Marnie came over, hugged me tight, and quietly sobbed into my neck. “I’m so sorry you felt you couldn’t tell me. You must have been so frightened. Didn’t Mom take you to counseling afterward?”

“Nope, I hadn’t even recovered when Mom sent me back to school a week after,” I replied. Marnie leaned back and looked at me, and I saw the pain she carried inside for my plight reflected in her eyes.

“What about Donnie, did he know?”

“Not that I went on to have the baby. You have no idea what I went through.”

She straightened up again, her shoulders tense. “I guess that’s why you and Brad broke up?”

“Yeah, I broke up with him on the phone straight after. I was disgusted with myself. There was no excuse, I cheated—let him down badly—I let myself down.”

“You were a baby at sixteen, Tricia. I’m not excusing what happened, but you had no idea how alcohol could make you feel. You had no idea about sex for that matter, unless you—”

“No, we’d fooled around but never had sex,” I stated, feeling oddly bashful to admit that to my sister.

“It was your first time? Fuck. And our mom did all that to you? It’s a wonder you have the relationship you have with James now.”

“No, it’s because of James I have the relationship we have now. Before him, I could never see myself living with any man. I never thought I deserved to be happy… or have children since I’d been so ignorantly passive about giving my baby up.”

“You didn’t just give her up, you were young and confused, and dare I say, bullied into a decision you may still have made had it been handled more sensitively. Nevertheless, knowing our mom, you were never given the choice.” Marnie’s hands were balled into fists by her sides, her anger radiating off her.

“That’s true. I was told this is what’s going to happen, but when it came down to the actual event, it was nothing like she had described. Aunt Lydia and Mom ran the show, and by then I was so worn down, afraid, and exhausted I’d have done anything to be out of the whole situation.”

“Fuck. Why didn’t you call me? I’d have helped you,” she asked, spinning on her heel and sat down again to face me.

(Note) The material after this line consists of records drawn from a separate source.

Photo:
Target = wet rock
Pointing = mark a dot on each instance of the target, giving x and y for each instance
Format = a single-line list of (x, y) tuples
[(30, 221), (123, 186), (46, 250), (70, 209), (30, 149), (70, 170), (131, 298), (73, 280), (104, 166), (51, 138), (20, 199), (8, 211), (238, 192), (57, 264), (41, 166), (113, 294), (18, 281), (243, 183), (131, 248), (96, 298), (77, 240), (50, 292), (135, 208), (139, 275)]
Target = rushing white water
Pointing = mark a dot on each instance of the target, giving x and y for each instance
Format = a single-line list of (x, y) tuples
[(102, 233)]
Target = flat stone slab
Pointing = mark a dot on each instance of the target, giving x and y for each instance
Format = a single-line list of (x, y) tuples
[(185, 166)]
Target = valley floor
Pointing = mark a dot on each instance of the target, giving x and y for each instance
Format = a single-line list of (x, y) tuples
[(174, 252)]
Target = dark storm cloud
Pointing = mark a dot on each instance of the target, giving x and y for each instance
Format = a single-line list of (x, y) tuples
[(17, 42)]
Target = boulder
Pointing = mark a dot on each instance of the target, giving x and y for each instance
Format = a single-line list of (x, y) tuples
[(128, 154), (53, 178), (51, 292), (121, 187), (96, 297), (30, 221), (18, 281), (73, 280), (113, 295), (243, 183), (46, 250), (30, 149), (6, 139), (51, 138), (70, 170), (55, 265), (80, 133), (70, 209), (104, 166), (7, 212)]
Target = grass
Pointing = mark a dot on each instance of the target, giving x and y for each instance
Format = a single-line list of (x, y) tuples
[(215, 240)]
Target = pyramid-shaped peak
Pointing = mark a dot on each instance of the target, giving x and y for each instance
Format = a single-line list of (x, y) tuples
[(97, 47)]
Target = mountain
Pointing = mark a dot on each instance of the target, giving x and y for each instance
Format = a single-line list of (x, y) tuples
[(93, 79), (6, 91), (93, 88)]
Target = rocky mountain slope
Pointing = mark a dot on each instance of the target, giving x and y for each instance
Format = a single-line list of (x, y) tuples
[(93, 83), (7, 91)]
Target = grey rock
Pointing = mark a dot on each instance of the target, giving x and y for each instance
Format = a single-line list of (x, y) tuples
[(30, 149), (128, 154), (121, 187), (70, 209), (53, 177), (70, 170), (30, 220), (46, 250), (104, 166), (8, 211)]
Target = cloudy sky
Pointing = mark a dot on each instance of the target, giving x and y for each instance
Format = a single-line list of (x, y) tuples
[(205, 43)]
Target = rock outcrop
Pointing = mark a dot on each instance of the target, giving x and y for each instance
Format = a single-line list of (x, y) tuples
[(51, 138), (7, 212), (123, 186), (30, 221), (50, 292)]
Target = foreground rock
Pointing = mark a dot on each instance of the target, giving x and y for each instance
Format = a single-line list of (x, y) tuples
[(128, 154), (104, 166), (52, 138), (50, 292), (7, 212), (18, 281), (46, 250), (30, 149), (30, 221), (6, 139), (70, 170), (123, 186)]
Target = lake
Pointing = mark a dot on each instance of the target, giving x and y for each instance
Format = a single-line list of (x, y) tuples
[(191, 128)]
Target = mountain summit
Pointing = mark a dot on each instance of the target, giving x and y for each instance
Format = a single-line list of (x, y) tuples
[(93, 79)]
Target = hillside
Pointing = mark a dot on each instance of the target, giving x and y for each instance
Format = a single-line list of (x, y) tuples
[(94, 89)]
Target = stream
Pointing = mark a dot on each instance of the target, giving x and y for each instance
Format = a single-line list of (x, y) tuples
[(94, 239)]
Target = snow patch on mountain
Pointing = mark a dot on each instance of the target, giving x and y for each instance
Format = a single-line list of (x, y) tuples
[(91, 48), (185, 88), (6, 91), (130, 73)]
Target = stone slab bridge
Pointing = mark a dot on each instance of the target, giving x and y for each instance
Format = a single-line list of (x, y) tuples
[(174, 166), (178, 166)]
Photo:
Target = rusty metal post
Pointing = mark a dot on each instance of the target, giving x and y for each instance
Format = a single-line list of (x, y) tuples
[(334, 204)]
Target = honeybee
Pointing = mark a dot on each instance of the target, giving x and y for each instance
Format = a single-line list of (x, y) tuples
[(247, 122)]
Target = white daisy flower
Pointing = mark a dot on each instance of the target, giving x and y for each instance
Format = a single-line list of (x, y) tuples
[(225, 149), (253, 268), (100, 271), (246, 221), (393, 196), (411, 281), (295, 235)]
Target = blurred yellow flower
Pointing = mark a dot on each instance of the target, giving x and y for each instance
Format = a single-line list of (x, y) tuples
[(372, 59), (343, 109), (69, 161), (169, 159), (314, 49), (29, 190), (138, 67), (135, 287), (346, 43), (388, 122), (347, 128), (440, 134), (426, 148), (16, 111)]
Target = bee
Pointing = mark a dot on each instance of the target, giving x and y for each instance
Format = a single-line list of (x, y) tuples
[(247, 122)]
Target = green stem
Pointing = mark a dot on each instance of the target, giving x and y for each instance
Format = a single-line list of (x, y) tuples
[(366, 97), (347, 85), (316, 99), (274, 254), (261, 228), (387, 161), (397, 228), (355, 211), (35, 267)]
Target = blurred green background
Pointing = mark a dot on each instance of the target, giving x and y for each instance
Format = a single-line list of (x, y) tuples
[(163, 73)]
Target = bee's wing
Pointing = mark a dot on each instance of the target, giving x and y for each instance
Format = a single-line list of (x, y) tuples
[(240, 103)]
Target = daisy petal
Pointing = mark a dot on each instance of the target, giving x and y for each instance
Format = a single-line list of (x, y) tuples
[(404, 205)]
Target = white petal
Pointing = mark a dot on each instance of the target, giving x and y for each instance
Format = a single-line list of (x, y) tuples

She placed her hand over mine. I glanced down at it, thankful for the show of solidarity in her touch.

“What would you have done, Marnie? You were a young single girl yourself; a soldier overseas, how could you have helped?”

She shrugged helplessly, because she knew I was right, there was little she could have done.

“I feel sick that you went through all of that without the loving support of us, your family. That’s what we’re supposed to be here for.”

She fell quiet for a few minutes and we sat together, united in the tragedy of my situation before she looked up at me again with fresh tears welling in her eyes.